Upper Ferry to Cape St. George, Newfoundland
Aug 22, 2007
|Once again we were greeted by a bright sunny morning although the temperature was cool at about 15 C. The little cabin we stayed in overlooked the Great Codroy River estuary and the water was smooth as glass.
The TransCanada highway is the only continuous road up the west coast so we headed north on the TransCanada a few km to the next backroad that looped along the coast. Shortly after leaving Port aux Basque heading north the terrain changed considerably. Rather than brush covered rock we were now riding through forrested mountains. Other than the size of the evergreen trees, which are fairly small, we could be in riding through the interior of BC. In fact it looks very similar to Northern Ontario.
Throad we took towards the coast was paved and winding but the scenery was mostly bush and we did not get much of a view of the coast. We find a small cove with a tiny fishing harbour near a place called Jeffreys but otherwise there was very little of interest so back to the TransCanada.
Our next stop was to be Stephensonville in the Port Au Port Bay area. We stopped at Tim Hortons to get the lowdown on the area. We had found that all we need to do is pull into a Tim Hortons to get any information we need. The bike, with Alberta plates, is like a magnet that draws people over to talk.
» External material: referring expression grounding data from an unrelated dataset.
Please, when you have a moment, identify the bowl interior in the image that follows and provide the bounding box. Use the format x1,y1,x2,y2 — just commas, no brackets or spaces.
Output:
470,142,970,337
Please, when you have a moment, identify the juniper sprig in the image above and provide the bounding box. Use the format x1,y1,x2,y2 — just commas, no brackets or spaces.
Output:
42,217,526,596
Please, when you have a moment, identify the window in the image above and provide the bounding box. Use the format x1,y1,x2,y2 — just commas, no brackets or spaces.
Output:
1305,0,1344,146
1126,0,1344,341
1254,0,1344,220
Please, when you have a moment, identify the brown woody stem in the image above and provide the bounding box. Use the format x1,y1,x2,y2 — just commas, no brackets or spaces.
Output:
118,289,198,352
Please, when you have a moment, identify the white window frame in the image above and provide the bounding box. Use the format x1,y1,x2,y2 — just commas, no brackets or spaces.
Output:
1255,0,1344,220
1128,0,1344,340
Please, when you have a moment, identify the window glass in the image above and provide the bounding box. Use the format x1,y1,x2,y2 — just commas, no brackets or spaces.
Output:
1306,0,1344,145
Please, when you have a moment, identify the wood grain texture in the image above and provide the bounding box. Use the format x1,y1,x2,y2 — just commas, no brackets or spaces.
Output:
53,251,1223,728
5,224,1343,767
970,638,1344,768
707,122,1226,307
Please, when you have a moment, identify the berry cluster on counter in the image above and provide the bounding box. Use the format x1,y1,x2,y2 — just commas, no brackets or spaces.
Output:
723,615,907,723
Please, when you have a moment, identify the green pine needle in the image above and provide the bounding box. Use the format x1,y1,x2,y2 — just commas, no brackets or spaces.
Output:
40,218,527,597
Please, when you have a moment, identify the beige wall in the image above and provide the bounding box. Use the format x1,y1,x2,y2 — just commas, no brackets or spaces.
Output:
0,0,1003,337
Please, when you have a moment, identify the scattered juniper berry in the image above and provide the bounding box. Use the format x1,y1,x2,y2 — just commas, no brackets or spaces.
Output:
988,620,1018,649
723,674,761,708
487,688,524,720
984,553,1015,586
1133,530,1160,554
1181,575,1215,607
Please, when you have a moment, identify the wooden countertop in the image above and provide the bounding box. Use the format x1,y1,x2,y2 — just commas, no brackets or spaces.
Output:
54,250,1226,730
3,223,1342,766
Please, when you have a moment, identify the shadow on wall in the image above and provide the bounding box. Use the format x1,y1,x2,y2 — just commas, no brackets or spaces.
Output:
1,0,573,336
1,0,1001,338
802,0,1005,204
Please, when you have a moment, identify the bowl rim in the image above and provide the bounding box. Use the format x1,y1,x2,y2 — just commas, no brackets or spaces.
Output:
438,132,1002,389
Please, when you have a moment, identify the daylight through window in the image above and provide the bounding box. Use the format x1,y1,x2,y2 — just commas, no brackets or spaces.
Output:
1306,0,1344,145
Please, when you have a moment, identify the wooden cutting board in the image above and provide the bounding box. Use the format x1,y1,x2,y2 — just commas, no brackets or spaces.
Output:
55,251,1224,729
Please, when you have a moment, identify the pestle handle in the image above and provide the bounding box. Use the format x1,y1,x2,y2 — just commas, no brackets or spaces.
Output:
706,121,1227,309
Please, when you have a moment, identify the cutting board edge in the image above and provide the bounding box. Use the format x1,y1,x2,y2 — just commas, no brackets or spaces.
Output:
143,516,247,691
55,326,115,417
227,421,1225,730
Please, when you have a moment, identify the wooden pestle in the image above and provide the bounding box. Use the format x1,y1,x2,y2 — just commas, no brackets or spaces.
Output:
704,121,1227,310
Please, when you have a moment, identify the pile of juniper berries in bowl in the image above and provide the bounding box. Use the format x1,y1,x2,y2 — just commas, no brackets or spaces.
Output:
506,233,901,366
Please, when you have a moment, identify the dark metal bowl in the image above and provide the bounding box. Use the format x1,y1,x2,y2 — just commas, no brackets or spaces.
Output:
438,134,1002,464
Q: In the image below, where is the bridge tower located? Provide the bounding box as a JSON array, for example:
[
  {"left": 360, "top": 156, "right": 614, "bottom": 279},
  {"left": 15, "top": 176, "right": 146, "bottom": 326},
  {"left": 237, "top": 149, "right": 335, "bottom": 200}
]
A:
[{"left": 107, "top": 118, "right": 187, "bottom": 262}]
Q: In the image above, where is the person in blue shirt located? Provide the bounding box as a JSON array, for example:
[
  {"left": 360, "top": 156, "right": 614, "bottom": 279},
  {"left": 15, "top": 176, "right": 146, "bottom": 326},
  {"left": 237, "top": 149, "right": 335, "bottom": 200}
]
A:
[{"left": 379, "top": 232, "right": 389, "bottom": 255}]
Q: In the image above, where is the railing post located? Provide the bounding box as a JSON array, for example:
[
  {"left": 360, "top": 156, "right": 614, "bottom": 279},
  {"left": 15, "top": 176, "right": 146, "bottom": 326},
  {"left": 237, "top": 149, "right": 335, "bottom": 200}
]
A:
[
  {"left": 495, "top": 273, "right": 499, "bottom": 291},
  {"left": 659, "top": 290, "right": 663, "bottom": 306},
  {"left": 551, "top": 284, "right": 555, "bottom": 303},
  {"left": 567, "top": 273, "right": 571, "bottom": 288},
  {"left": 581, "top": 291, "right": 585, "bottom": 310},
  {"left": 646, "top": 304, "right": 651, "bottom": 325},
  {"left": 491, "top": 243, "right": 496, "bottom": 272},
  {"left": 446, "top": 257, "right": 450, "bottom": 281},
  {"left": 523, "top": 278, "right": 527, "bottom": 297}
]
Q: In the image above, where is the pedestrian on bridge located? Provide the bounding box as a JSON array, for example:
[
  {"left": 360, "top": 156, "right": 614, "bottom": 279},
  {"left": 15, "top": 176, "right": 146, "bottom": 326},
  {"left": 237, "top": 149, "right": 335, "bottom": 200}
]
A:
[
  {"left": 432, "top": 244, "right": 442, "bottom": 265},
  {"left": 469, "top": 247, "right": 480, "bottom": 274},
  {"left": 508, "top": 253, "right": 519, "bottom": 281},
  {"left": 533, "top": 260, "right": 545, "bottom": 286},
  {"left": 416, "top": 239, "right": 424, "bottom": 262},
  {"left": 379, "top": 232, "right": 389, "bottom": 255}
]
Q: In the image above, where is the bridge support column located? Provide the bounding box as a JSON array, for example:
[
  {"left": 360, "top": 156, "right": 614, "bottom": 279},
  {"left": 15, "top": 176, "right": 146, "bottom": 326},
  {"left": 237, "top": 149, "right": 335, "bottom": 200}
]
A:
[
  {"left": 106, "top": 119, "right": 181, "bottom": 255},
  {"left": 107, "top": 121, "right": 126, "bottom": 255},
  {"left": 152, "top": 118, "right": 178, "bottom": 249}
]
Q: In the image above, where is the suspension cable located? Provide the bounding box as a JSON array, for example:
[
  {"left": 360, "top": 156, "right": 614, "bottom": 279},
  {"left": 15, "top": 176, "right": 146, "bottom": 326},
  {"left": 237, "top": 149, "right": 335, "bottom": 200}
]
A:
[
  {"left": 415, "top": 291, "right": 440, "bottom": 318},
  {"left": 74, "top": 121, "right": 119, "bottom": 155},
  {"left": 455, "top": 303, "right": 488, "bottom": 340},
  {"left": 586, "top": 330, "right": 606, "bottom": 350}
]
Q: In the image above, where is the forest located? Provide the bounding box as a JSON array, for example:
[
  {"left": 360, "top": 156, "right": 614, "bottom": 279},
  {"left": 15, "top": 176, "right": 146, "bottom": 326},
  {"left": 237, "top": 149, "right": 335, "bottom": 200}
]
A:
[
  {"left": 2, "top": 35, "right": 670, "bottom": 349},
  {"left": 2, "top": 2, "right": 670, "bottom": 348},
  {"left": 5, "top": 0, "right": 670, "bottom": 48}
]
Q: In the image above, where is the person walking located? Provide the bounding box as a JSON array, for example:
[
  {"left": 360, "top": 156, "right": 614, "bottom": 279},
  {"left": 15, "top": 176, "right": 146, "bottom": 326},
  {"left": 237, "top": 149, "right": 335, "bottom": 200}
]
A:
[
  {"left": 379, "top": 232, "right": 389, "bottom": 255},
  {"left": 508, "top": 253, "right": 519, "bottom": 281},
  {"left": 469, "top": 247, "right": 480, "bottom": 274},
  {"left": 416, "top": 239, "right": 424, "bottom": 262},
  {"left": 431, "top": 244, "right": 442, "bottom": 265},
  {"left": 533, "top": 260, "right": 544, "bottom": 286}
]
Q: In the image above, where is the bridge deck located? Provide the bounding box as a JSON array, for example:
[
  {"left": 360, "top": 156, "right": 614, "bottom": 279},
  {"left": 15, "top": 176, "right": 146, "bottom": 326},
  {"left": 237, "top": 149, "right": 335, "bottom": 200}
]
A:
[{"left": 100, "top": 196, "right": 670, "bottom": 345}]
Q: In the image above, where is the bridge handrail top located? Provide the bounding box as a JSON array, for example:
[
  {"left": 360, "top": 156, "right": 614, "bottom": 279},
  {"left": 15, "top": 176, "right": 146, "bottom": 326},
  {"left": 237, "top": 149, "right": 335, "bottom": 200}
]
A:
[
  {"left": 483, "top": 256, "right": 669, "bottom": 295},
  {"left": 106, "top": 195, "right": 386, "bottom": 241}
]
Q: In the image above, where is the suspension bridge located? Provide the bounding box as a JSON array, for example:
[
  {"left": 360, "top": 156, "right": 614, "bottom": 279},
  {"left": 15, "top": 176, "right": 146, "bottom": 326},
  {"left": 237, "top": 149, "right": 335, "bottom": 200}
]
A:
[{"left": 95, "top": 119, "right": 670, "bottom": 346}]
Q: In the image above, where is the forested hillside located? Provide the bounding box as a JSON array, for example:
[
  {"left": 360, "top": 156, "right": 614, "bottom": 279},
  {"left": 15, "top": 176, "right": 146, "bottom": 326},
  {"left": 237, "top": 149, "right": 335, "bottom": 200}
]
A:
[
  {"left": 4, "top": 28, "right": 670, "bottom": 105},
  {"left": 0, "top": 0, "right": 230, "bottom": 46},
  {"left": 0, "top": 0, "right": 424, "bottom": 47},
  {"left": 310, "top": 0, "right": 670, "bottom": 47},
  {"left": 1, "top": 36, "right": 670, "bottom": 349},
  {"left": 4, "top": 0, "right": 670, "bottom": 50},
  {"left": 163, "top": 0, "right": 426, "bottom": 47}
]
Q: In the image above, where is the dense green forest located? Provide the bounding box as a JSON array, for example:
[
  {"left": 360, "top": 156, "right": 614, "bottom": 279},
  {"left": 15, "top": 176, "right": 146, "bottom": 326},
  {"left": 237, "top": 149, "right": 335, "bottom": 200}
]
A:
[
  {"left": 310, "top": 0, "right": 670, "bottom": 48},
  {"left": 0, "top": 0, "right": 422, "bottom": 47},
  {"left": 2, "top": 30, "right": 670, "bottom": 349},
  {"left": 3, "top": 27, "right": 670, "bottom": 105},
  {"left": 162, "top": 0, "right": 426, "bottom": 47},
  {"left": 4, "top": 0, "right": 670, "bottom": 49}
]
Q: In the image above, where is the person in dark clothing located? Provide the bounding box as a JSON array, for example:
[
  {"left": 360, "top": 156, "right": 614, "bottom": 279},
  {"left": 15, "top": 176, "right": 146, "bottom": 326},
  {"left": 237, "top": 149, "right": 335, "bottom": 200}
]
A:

We immediately met a couple from St. Johns that had grown up in the area. They told us about things to see and places to stay in the area and throughout Newfoundland. While we were talking another fellow came by and gave me his card. He runs a website called Ride The Rock dedicated to adventure motorcycling in Newfoundland and Labrador. He gave us the lowdown on the Port Au Port area and information on the railbed trail, which I had been considering having a go at.
With our information at hand we made a reservation at the Inn At The Cape as recommended by our friends from St. John's and began our tour of the peninsula.
It was a lovely ride along the ocean with vistas at every turn. One of the highlights was a stop at hidden falls, which in fact we would never have found without the advice we received at Tim Hortons. It was a beautiful beach with two waterfalls and facinating rock formations. While there we spotted something in the water which looked like were dolphins although they were quite a distance away so it was hard to tell.
We arrived at the Inn and had just enough time to get ready for dinner, which was included with the room. The room was amazingly large and had everything you could ever need including robes & slippers. From the deck overlooking the ocean, guests could watch the whales that reside in the bay. The dinner was served in a large airy dining room and was also amazing. We were greated with a choice of red or white wine and were introduced to the other guests, one of which was a member of parlament from Quebec doing research on french language in the area. The room rate - $99.00 which included both dinner and breakfast!
We took a walk down to the shore after dinner to watch the boiling schools of mackeral at the surface which was quite a site. Apparently this is what keeps the whales in the bay. What a great find this place turned out to be.